I wrote agents as features, not as roles. The first version had a "content agent" that did writing, research, scheduling, and distribution. It was incoherent. Breaking that into Dahlia (strategy), Jo (writing), Mateo (visuals), Zoe (video), and Otis (podcast scouting) made each one dramatically better.
The runtime took about three months of evenings and weekends. I wrote it in TypeScript because I knew it better than Python. Claude Code did about 60% of the implementation work. I directed, reviewed, and tested.
API costs run under $40/month. Penny's audit keeps that flat. The models are tiered: Haiku handles anything that's classification or routing, Sonnet handles most agent work, Opus gets called only for the hard reasoning tasks. Output tokens cost five times what input tokens cost, so I keep agent outputs tight.
The system map you may have seen on LinkedIn took one afternoon to build. It's a single self-contained HTML file with about 120 nodes. I can update it in minutes when the system changes.
Build one agent. Give it a real name, a specific job, and exactly one tool. Make it draft something. Review it yourself. Ship it only after you've seen ten outputs and understand where it fails.
Do not start with the org chart. The org chart comes after you've run a few things and know what you actually need. I had thirty agents in my head before I knew what one agent should do. That was backwards.
Write a privacy wall before you give agents access to anything personal. My personal database has 117,000 rows of my own life. Carmen is the only agent who can read it, and Walter is the only other agent she can hand it to. That boundary is in code, not just in policy.
Track the money from day one. Anthropic's API is cheap at hobby scale and expensive at production scale. The math changes faster than you expect. Build usage logging before you build the third agent, not after the tenth.
Your approval gate is not a bottleneck. It's the product. The system is useful because I trust it. I trust it because nothing ships without me seeing it first. Don't optimize that away.
The system map I shared on LinkedIn is an interactive radial diagram of the full system — 119 nodes, 77 connections, 14 workflows. Each shape tells you what a thing is: circles are agents, cylinders are databases, hexagons are infrastructure, dashed pills are external services.
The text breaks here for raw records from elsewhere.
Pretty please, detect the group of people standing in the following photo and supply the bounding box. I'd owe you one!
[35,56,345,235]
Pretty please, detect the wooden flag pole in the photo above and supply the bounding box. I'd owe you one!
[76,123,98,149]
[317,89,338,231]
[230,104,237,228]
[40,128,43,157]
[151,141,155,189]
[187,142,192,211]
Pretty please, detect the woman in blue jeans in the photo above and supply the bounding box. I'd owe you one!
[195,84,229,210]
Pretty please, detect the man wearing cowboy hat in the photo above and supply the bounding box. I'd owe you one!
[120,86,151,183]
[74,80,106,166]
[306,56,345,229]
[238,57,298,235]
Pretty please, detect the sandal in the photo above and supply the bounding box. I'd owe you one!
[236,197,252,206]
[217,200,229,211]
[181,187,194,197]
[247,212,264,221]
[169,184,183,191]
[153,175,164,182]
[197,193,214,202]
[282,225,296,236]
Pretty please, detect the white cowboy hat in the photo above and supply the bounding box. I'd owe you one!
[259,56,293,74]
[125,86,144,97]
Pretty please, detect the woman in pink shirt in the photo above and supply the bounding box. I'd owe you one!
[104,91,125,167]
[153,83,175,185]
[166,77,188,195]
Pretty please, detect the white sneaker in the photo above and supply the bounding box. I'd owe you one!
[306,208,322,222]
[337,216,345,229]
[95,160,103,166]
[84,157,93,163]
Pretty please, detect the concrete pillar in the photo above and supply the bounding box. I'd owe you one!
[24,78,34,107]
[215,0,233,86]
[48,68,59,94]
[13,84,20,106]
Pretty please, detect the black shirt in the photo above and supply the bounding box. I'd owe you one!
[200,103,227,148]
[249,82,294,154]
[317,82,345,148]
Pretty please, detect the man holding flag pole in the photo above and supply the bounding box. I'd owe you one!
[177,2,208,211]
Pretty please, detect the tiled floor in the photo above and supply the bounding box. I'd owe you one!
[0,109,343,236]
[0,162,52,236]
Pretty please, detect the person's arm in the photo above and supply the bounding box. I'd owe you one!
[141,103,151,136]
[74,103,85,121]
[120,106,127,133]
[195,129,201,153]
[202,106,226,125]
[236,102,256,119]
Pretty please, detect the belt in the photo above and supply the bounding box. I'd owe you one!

Color tells you which division it belongs to.
You can click any node, trace any workflow, filter by type, search by name, or follow connections hop by hop. It's the most useful internal tool I've built. I open it when something breaks and I need to understand what's upstream.
I built it because I couldn't hold the system in my head anymore. That's a good sign — it means the system is big enough to need a map.